Because Canadians are insular and complacent.  We will go on and on about hockey Canada scandal's and Tim Hortons new pizza but this is barely making a ripple.  Fear not, the chickens will come home to roost; in fact I would say they are on their way.  









						338Canada Canada | Poll Analysis & Electoral Projections
					






					338canada.com


----------



## daftandbarmy (25 Aug 2022)

Meanwhile, on Canada's nationalized pipeline project, the irony flows (as well as the oil) to the sea 


Trans Mountain Expansion will fund Canada’s future clean economy​
The Prime Minister, Justin Trudeau, today announced that the Government of Canada has approved the Trans Mountain Expansion (TMX) and that every dollar the federal government earns from this project will be invested in Canada’s clean energy transition.

The environment and the economy go hand-in-hand. When we create prosperity today, we can invest in the clean jobs, technologies, and infrastructure of the future _—_ and help Canadians benefit from opportunities presented by a rapidly changing economy.

The key to creating prosperity is finding new markets for our businesses to sell their products and services. Nowhere is the need to diversify greater than for our energy sector, where 99 per cent of our conventional resources are sold to one market _—_ and often at large discounts. Canadians understand that we need to open up new international markets, in order to get a full and fair price, support workers and their families, and foster competitiveness.









						Trans Mountain Expansion will fund Canada’s future clean economy
					

The Prime Minister, Justin Trudeau, today announced that the Government of Canada has approved the Trans Mountain Expansion (TMX) and that every dollar the federal government earns from this project will be invested in Canada’s clean energy transition. The environment and the economy go...




					pm.gc.ca


----------



## Spencer100 (25 Aug 2022)

OldSolduer said:


> FOLLOW THE MONEY!! Who is funding the enviro people? Dollars to donuts its a ME country that seems to be able to control North American politics.


Hmmmm I don't know?!!!


----------



## Spencer100 (25 Aug 2022)

You know I am not even blaming Trudeau anymore.  He is just following his orders and getting it done.  He in all honesty is getting the program done.  Better than all the others doing also.   

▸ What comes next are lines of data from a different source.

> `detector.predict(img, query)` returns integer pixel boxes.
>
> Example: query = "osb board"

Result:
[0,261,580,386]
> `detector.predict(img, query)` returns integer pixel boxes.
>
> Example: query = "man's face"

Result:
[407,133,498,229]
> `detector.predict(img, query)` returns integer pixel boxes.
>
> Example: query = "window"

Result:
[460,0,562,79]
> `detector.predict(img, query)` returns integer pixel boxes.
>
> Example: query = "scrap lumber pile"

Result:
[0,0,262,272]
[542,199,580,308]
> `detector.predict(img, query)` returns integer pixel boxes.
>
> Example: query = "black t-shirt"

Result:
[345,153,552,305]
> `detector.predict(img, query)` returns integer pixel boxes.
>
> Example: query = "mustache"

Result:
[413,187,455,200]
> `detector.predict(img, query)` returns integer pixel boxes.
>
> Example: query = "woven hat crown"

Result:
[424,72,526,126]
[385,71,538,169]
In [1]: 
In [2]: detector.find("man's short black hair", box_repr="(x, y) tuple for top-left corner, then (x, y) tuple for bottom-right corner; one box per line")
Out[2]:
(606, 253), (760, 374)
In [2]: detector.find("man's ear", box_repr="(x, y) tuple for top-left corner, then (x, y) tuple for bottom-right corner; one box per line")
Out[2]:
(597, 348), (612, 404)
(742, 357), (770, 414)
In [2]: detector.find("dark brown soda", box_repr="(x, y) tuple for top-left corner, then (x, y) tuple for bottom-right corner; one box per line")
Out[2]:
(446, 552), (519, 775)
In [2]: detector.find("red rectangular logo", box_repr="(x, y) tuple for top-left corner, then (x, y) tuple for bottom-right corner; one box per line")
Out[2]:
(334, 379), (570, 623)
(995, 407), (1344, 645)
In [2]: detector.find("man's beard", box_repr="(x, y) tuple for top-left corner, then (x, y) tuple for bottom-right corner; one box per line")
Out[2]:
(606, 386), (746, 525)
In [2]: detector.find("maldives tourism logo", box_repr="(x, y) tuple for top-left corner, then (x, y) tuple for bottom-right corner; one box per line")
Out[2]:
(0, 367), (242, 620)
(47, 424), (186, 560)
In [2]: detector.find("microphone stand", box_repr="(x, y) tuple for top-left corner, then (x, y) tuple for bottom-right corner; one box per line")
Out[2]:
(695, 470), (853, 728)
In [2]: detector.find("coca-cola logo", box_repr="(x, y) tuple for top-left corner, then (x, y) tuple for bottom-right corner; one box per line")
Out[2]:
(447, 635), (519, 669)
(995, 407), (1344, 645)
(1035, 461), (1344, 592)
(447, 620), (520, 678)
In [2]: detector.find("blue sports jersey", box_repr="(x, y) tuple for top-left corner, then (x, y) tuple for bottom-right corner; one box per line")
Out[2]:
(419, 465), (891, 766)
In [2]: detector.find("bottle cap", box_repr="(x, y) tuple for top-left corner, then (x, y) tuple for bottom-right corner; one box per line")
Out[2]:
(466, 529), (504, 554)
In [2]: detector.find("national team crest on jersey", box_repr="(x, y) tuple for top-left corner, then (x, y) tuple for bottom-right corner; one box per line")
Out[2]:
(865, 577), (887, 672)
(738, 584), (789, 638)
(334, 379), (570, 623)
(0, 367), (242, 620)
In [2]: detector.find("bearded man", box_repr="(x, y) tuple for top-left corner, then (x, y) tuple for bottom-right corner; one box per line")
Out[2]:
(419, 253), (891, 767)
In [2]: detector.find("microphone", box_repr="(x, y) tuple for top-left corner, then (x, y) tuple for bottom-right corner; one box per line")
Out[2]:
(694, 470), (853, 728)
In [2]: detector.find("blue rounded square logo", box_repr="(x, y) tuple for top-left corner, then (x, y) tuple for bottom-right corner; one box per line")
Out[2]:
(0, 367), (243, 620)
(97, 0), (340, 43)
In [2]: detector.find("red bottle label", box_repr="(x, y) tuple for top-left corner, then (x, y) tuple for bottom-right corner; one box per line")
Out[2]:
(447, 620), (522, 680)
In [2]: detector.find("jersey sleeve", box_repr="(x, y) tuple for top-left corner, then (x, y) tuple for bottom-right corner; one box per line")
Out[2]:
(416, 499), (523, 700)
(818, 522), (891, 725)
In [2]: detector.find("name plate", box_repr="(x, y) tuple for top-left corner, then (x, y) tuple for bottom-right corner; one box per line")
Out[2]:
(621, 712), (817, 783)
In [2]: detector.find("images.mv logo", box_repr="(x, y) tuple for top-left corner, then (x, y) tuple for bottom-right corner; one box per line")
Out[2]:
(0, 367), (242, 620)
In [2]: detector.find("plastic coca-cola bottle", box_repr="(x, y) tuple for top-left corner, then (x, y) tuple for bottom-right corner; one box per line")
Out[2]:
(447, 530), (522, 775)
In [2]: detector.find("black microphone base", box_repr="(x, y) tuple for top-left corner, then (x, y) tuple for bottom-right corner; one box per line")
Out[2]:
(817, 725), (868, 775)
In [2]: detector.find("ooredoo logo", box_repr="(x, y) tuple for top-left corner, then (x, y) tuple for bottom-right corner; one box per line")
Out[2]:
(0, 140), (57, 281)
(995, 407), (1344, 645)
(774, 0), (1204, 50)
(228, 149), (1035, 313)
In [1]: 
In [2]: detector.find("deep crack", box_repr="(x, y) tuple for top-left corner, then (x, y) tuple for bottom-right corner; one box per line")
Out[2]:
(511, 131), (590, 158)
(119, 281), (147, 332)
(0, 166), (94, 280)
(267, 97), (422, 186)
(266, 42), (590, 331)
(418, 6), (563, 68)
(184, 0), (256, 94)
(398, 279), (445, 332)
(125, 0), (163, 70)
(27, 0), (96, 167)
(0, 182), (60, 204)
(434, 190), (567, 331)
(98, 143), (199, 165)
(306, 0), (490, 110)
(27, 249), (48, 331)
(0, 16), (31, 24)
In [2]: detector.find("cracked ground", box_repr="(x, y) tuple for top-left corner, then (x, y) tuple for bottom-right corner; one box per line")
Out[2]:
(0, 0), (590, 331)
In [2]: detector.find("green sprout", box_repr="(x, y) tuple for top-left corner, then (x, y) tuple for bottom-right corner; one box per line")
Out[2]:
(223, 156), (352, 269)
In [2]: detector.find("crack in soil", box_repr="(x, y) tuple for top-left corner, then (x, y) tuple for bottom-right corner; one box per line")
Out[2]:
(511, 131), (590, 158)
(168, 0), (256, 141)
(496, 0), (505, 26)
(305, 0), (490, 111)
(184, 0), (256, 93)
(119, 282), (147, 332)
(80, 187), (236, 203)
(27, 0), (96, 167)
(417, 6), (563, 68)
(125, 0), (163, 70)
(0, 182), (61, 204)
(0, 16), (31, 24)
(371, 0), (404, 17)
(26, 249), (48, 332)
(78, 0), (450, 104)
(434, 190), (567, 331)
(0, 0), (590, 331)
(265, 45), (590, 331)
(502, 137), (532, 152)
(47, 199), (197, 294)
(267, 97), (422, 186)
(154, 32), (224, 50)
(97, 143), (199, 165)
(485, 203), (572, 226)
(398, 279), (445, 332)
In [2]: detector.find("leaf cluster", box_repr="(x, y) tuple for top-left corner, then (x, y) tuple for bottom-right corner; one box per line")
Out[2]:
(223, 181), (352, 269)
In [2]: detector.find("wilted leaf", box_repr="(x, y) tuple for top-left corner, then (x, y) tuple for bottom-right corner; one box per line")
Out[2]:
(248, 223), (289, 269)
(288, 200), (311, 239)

Now everything he is doing is totally not in the best interest of the country Canada but that really is not his top priority nor his concern.  I wish other parties leaders when in power could move the needle so much.  The country will be very different after he leaves.


----------



## Kirkhill (25 Aug 2022)

Spencer100 said:


> You know I am not even blaming Trudeau anymore.  He is just following his orders and getting it done.  He in all honesty is getting the program done.  Better than all the others doing also.
> 
> Now everything he is doing is totally not in the best interest of the country Canada but that really is not his top priority nor his concern.  I wish other parties leaders when in power could move the needle so much.  The country will be very different after he leaves.



The best thing that could happen right now is that somebody offers him a job with the UN or the WEF.


----------



## Colin Parkinson (25 Aug 2022)

Kirkhill said:


> Further to Churchill
> 
> 
> Bitumen CanaPux
> ...


They were just getting ready to do a test shipment using specialised containers of those pucks when I was last in Prince Rupert.

Another western Canada innovation is bespoke grain shipments, where say a food manufacturer in India wants a particular type of grain for their product, goes online and buys a container load from a farmer in Canada, then it's shipped in a container to Prince Rupert and sent straight to India, bypassing the Grain Cartels who control the worlds grain supply routes.


----------



## Swampbuggy (25 Aug 2022)

Colin Parkinson said:


> They were just getting ready to do a test shipment using specialised containers of those pucks when I was last in Prince Rupert.
> 
> Another western Canada innovation is bespoke grain shipments, where say a food manufacturer in India wants a particular type of grain for their product, goes online and buys a container load from a farmer in Canada, then it's shipped in a container to Prince Rupert and sent straight to India, bypassing the Grain Cartels who control the worlds grain supply routes.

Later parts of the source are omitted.